Ivy estava perto de soltar um grito, e lágrimas escorriam por seu rosto. Ela não havia cometido nenhum crime, na verdade, ela não tinha feito nada além de fazer o que o Papa disse, ser espancada e se submeter a ele. Ivy não conseguia entender por que o Papa estava tentando prejudicá-la.
— Se você não puder fazer isso sozinha, eu ajudarei. Apenas escolha qual das duas opções quer.
Ivy olhou apressadamente ao seu redor, mas não havia ninguém para pedir ajuda nem qualquer brecha pela qual pudesse escapar, doze Sacerdotes Negros a cercavam sem lhe dar chance de fugir.
Então, Ivy viu de repente um homem que não estava vestido de preto; era um homem de roupas esfarrapadas, segurando um balde e um esfregão. Ivy pôde instantaneamente perceber que ele era um zelador que limpava o Vaticano.
Os Sacerdotes Negros seguiram o olhar da Santa e franziram a testa ao notarem o zelador.
— O que está acontecendo? Eu pensei que garantimos que ninguém entrasse no corredor.
— Parece que ninguém faz seu trabalho direito… mandem-no de volta antes que seja tarde demais.
Um dos Sacerdotes Negros, segurando um bastão na mão, se aproximou do zelador. O zelador apenas olhou como se não soubesse o que os Sacerdotes Negros estavam fazendo.
Ivy queria pedir ajuda a ele, mas a Sacerdotisa pressionou uma adaga na parte de trás de seu pescoço.
— Se soltar sequer um pio, não terminará apenas com sua morte.
Ivy não conseguia se mexer nem um centímetro.
— Estamos ocupados com nossos deveres inquisitoriais. Volte e limpe outros lugares primeiro! — O Sacerdote Negro que segurava o bastão gritou com o zelador.
No entanto, o zelador não se moveu, ele apenas olhou silenciosamente para os Sacerdotes Negros.
O Sacerdote Negro que segurava o bastão franziu a testa e empurrou o peito do zelador com a ponta de sua bengala.
— Você está surdo? Disse para sair!
— Sacerdotes, que dever vocês têm que requer o uso de adagas dentro do Vaticano?
O zelador falou pela primeira vez.
O rosto do Sacerdote Negro que segurava o bastão se distorceu com suas palavras. Logo, os Sacerdotes Negros fizeram contato visual uns com os outros.

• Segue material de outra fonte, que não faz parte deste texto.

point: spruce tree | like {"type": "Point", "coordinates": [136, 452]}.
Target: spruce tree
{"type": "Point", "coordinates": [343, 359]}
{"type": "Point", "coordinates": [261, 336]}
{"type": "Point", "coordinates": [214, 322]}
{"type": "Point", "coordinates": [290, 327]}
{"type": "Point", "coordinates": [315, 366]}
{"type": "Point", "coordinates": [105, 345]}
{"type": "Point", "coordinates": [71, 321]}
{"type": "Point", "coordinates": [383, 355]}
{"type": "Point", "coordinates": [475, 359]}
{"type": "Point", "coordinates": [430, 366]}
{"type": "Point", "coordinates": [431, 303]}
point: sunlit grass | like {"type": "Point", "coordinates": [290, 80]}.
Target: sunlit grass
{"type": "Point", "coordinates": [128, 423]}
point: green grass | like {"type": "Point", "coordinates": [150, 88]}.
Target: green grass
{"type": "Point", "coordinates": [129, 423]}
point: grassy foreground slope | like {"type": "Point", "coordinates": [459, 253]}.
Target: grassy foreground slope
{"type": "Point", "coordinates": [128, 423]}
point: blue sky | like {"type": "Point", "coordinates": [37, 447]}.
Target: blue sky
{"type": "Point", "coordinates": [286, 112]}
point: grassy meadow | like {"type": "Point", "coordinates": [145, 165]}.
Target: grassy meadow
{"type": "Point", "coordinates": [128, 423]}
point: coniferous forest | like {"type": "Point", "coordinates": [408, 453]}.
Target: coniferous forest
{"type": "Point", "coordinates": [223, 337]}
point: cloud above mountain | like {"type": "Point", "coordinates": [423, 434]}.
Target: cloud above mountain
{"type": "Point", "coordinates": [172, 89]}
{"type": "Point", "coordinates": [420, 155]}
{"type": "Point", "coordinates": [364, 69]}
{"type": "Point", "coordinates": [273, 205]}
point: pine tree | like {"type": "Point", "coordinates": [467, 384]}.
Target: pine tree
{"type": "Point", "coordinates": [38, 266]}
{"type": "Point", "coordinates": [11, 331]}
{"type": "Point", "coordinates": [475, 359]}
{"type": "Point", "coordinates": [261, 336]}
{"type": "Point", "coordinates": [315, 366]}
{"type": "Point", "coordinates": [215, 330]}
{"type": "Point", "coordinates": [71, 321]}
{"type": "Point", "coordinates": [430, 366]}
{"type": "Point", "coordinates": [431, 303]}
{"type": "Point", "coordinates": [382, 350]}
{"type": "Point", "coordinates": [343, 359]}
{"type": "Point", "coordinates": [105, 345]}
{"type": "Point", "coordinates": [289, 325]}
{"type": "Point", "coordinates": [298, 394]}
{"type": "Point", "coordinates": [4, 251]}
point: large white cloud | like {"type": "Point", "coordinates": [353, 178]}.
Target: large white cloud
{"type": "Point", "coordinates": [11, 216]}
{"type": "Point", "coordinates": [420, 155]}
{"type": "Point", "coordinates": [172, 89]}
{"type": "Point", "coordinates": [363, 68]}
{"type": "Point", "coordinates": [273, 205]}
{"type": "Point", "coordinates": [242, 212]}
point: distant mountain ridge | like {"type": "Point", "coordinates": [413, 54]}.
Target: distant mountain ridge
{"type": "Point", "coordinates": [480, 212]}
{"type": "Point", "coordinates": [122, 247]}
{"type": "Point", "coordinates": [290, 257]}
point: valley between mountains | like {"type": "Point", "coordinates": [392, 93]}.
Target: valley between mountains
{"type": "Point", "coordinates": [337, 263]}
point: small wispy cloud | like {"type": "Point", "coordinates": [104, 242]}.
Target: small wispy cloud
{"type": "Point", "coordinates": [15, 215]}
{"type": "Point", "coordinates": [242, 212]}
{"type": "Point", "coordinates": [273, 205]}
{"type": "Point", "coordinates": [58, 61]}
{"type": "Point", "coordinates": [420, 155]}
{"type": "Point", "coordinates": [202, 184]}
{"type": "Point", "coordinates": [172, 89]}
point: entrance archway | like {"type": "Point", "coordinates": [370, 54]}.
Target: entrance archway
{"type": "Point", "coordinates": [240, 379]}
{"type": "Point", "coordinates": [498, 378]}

— Seus olhos e essa sua língua estão encurtando sua vida. — Disse o Sacerdote Negro.
O Sacerdote Negro tentou golpear o zelador. O bastão, feito de aço, poderia facilmente quebrar uma cabeça humana de uma vez.
Ivy cobriu a boca com a mão enquanto imaginava o que estava prestes a acontecer.

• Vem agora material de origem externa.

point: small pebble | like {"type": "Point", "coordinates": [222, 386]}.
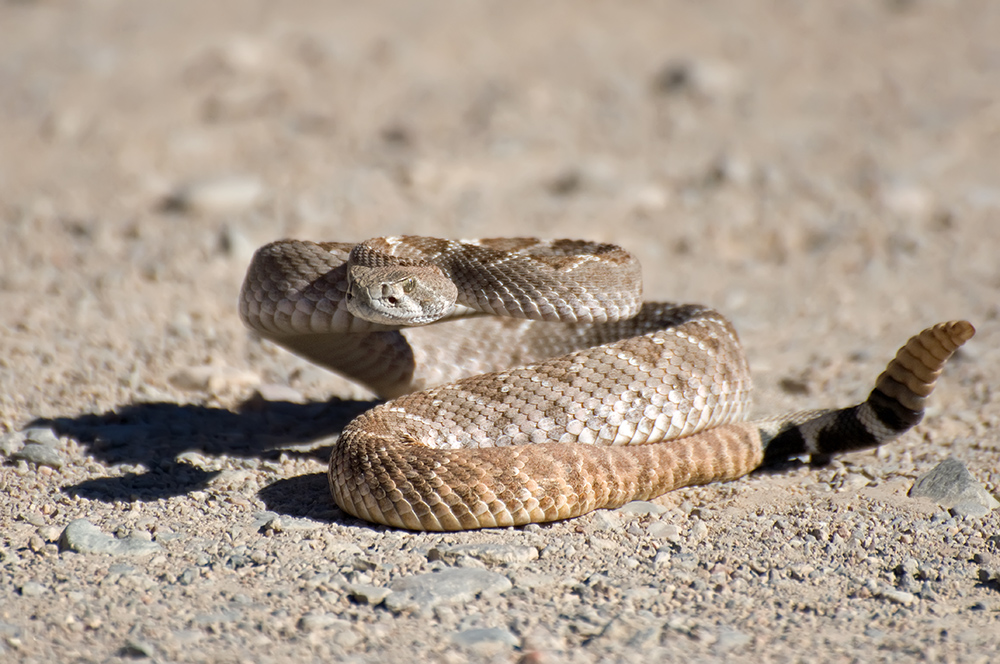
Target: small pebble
{"type": "Point", "coordinates": [451, 586]}
{"type": "Point", "coordinates": [952, 486]}
{"type": "Point", "coordinates": [42, 455]}
{"type": "Point", "coordinates": [33, 589]}
{"type": "Point", "coordinates": [226, 194]}
{"type": "Point", "coordinates": [84, 537]}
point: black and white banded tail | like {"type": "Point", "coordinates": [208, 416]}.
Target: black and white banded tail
{"type": "Point", "coordinates": [894, 407]}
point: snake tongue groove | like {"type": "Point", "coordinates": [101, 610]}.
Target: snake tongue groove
{"type": "Point", "coordinates": [545, 388]}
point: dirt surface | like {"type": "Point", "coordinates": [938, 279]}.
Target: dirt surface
{"type": "Point", "coordinates": [827, 174]}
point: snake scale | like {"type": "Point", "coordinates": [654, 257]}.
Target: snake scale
{"type": "Point", "coordinates": [552, 391]}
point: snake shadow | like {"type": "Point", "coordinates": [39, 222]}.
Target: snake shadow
{"type": "Point", "coordinates": [154, 435]}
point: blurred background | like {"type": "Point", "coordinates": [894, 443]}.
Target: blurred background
{"type": "Point", "coordinates": [828, 174]}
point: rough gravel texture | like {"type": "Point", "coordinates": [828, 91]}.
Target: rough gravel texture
{"type": "Point", "coordinates": [827, 174]}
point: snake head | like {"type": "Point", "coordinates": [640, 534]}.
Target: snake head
{"type": "Point", "coordinates": [397, 296]}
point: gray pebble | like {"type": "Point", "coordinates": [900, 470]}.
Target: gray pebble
{"type": "Point", "coordinates": [11, 442]}
{"type": "Point", "coordinates": [43, 455]}
{"type": "Point", "coordinates": [42, 436]}
{"type": "Point", "coordinates": [641, 508]}
{"type": "Point", "coordinates": [486, 552]}
{"type": "Point", "coordinates": [136, 647]}
{"type": "Point", "coordinates": [451, 586]}
{"type": "Point", "coordinates": [314, 622]}
{"type": "Point", "coordinates": [668, 531]}
{"type": "Point", "coordinates": [84, 537]}
{"type": "Point", "coordinates": [368, 594]}
{"type": "Point", "coordinates": [605, 520]}
{"type": "Point", "coordinates": [484, 635]}
{"type": "Point", "coordinates": [231, 193]}
{"type": "Point", "coordinates": [33, 589]}
{"type": "Point", "coordinates": [898, 596]}
{"type": "Point", "coordinates": [951, 485]}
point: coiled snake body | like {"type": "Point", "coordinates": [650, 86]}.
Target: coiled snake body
{"type": "Point", "coordinates": [552, 391]}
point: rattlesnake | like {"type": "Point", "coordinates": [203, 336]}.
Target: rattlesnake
{"type": "Point", "coordinates": [571, 395]}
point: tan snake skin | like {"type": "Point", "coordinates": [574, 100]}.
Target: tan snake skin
{"type": "Point", "coordinates": [572, 396]}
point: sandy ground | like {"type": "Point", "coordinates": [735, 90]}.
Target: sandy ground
{"type": "Point", "coordinates": [827, 174]}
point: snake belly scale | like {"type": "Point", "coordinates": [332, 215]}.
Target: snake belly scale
{"type": "Point", "coordinates": [528, 382]}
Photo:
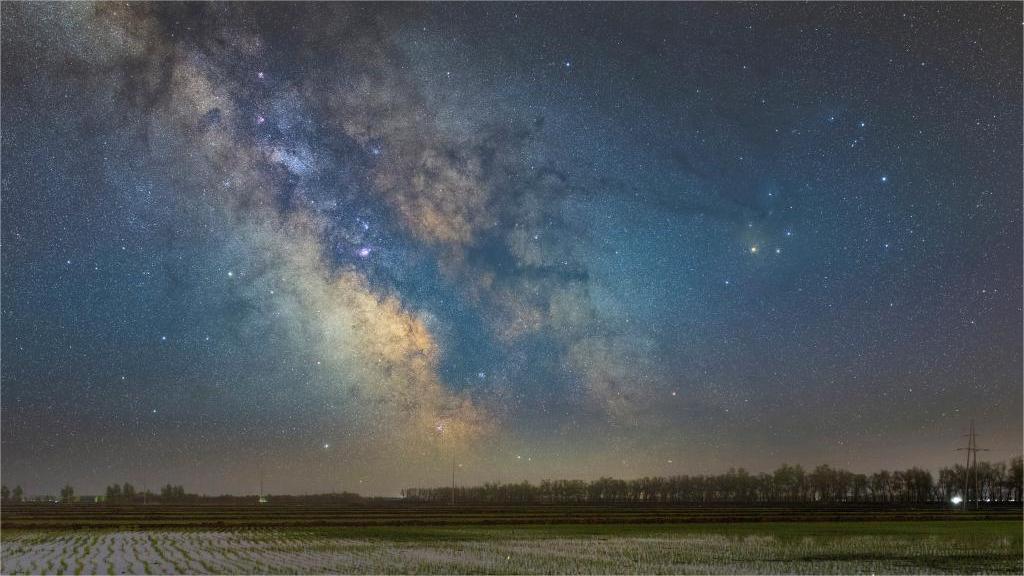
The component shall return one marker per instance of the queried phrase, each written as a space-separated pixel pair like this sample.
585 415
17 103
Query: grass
920 546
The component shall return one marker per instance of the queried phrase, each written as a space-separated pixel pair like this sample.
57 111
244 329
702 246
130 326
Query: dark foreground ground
401 513
436 539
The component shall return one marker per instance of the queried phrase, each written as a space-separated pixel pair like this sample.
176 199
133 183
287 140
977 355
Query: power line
971 464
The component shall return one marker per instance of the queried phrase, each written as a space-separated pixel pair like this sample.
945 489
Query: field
499 540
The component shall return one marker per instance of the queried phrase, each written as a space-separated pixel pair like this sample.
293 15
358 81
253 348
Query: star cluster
342 243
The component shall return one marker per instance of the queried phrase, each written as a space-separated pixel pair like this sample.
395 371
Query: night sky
349 242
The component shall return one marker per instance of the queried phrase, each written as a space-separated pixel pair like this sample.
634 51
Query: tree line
995 483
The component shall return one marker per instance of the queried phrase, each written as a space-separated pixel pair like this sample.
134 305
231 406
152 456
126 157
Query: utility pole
971 464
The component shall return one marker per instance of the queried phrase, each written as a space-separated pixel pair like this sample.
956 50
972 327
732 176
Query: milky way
348 244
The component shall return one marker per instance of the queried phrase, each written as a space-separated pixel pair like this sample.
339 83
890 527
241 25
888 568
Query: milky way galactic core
349 244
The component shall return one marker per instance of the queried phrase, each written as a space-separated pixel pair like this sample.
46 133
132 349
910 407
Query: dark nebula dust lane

No entanto, o bastão nem sequer conseguiu tocar no zelador.
— Hm?
O Sacerdote Negro estava apenas balançando sua mão vazia. Antes que alguém percebesse, o zelador rapidamente balançou o esfregão para tirar o bastão das mãos do Sacerdote Negro.

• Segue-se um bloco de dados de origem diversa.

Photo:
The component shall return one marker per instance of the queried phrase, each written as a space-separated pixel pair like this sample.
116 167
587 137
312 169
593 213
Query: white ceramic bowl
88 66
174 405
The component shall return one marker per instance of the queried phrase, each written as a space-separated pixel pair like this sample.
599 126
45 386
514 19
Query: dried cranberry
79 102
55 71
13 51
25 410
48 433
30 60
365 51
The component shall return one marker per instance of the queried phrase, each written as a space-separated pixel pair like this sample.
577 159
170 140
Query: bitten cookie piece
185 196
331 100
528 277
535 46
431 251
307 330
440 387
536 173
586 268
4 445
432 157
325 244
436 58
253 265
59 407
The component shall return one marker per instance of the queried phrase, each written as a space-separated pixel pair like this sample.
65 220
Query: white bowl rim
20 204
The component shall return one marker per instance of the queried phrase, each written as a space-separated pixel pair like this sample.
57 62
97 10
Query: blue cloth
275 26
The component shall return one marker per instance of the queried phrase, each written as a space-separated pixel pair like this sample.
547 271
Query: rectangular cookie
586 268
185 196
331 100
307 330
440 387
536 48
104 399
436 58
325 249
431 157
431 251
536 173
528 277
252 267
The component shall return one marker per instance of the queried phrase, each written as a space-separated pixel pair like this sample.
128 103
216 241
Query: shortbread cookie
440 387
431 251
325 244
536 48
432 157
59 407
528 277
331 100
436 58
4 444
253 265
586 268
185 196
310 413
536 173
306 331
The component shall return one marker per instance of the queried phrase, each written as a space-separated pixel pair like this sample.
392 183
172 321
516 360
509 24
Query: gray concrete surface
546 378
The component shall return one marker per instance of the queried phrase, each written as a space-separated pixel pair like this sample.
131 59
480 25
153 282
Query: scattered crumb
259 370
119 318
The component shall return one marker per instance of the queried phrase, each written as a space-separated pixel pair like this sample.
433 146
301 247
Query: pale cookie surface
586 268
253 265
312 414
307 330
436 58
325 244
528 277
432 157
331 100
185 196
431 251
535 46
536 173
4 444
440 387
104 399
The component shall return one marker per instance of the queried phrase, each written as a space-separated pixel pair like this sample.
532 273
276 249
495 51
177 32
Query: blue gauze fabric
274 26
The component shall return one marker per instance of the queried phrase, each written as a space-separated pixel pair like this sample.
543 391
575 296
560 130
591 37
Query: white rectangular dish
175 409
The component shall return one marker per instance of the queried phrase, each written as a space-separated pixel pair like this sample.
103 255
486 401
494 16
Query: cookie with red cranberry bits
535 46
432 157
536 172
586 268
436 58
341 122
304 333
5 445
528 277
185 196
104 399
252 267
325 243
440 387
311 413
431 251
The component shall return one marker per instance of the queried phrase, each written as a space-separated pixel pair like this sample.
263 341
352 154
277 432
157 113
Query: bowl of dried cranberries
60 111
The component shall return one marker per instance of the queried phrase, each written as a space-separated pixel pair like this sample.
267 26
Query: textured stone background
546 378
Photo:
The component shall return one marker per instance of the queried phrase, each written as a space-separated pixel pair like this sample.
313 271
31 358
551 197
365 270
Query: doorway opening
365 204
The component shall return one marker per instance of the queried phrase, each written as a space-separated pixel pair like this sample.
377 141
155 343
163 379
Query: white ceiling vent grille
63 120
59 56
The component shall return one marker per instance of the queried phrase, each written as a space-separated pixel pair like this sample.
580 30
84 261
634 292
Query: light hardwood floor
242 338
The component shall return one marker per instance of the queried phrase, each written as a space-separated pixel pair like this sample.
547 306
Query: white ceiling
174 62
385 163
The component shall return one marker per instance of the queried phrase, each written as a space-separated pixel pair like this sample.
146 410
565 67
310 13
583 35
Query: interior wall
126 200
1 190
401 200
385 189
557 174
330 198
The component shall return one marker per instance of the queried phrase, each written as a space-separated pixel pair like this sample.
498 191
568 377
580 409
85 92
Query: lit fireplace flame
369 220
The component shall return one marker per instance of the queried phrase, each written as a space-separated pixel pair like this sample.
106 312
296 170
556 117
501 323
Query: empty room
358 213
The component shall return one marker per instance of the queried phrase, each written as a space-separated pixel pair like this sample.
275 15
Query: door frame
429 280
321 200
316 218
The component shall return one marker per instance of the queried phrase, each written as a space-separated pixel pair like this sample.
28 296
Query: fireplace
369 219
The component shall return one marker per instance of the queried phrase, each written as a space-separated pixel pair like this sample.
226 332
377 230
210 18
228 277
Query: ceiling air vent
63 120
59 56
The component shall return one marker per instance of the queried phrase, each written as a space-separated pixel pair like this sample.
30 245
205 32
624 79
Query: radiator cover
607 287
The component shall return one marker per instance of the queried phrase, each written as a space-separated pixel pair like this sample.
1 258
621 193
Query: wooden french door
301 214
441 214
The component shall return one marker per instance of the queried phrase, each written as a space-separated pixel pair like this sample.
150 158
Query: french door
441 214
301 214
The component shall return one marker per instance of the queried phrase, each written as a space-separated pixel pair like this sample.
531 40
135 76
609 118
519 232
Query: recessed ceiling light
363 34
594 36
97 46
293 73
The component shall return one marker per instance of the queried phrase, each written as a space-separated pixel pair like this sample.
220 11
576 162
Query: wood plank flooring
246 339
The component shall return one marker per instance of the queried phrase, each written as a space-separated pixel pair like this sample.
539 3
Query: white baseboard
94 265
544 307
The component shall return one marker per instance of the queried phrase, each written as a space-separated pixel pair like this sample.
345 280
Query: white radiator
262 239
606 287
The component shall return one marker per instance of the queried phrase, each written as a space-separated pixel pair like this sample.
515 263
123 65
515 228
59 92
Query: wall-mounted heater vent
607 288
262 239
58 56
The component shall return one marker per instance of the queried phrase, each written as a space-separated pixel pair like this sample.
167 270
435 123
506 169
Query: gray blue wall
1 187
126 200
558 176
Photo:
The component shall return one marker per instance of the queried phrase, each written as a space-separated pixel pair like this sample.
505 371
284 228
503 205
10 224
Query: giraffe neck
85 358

Então tudo acabou num piscar de olhos.
O zelador envolveu as mãos e o pescoço do Sacerdote Negro com o esfregão e o puxou para frente. O corpo do Sacerdote Negro balançou no ar, e sua cabeça bateu no chão, o fazendo desmaiar enquanto babava pela boca.
Percebendo que o zelador não era um oponente qualquer, todos os Sacerdotes Negros avançaram contra ele de uma vez.
O resultado foi instantâneo.
Todos os Sacerdotes Negros que estavam cercando Ivy um momento atrás, agora estavam gemendo enquanto rolavam pelo chão. Tinham ossos quebrados e deslocados, mas nenhum tinha morrido.
A Sacerdotisa Negra que estava ameaçando Ivy tentou usá-la como refém como último recurso, mas acabou caindo no chão quando o balde com água do esfregão atingiu sua cabeça.
— O-o quê…? Mas como…?
Ivy olhou para o zelador com uma expressão atônita.
Mesmo depois de derrubar todos os Sacerdotes Negros em menos de dez segundos, o zelador não parecia tenso, ele simplesmente olhava para Ivy com olhos meio curiosos e meio respeitosos.
Ivy se sentiu estranha ao ver que até mesmo o misterioso zelador estava olhando para ela com tais olhos. Acalmando seu coração que batia rapidamente, Ivy perguntou cuidadosamente ao zelador.
— Q-Quem é você?
— O que quer dizer com “quem é você”? Não foi você quem me ordenou protegê-la?
— O-Ordenar a você? Eu fiz isso?
O zelador assentiu enquanto tirava os dedos de sua manga esfarrapada.
Os olhos de Ivy se arregalaram ao ver o que estava em seu dedo, era um anel que simbolizava a Guarda Imperial.
— Eu sou Lenly Loen, o capitão da Guarda Imperial. Sua Majestade me ordenou que eu te protegesse.